Anche la Corte di Cassazione negli ultimi tempi è stata chiamata più volte a dover giudicare di casi controversi di utilizzo, da parte dei lavoratori dipendenti ed in orario di lavoro, di Internet e posta elettronica per scopi strettamente personali durante l’orario di lavoro, oppure di installazione sul PC di programmi coperti da copyright e di software non forniti dall’azienda.
La questione di base si pone in merito alla liceità o meno dell’applicabilità di una sanzione disciplinare di tipo espulsivo (licenziamento) nei riguardi del lavoratore all’avverarsi di simili casi.
A dimostrazione della delicatezza e dell’incertezza della materia, appaiono emblematiche due recentissime sentenze, l’una della nostra Corte di Cassazione (sentenza del 2 novembre 2015, n. 22353) e l’altra della Corte dei diritti dell’uomo di Strasburgo (la notizia è stata pubblicata il 13 gennaio scorso), che hanno assunto due decisioni esattamente opposte.
Mentre per la Corte di Cassazione italiana è legittima solo una sanzione di tipo conservativo (multa o sospensione), e quindi il licenziamento è un provvedimento sproporzionato, per la Corte di Strasburgo il fatto che il dipendente per anni abbia utilizzato per fini privati (frequenti comunicazioni con la fidanzata e con il fratello) strumenti informatici che l’azienda gli aveva messo a disposizione esclusivamente per motivi lavorativi costituisce un valido motivo di licenziamento.
Nonostante in Italia dallo scorso mese di settembre la normativa prevista dallo Statuto dei Lavoratori in materia di controllo a distanza dei lavoratori sia stata modificata, il dubbio e l’incertezza regnano sovrane e le contrastanti sentenze emesse finora lo dimostrano.
“L’importante - dice il Garante della Privacy in un’intervista da poco rilasciata e pubblicata - è la comunicazione aziendale: il lavoratore deve essere informato dei limiti di utilizzo degli strumenti aziendali, altrimenti nessun tipo di monitoraggio è possibile”.
Ma occorre fare molta attenzione, in quanto anche in presenza di un’adeguata informativa il controllo non può essere illimitato.
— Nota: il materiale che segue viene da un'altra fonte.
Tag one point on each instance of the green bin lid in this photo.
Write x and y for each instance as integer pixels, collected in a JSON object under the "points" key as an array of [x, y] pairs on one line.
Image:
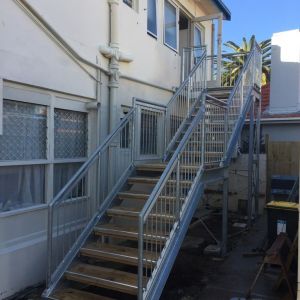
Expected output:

Esso, infatti, deve rispondere a principi di necessità e correttezza e deve avere finalità ben determinate, esplicite e legittime, altrimenti diventa un controllo di tipo massivo in violazione dei diritti dei lavoratori.
Tutto ciò è stabilito e ben regolamentato dal cosiddetto Codice della privacy, il Decreto Legislativo n. 196/2003.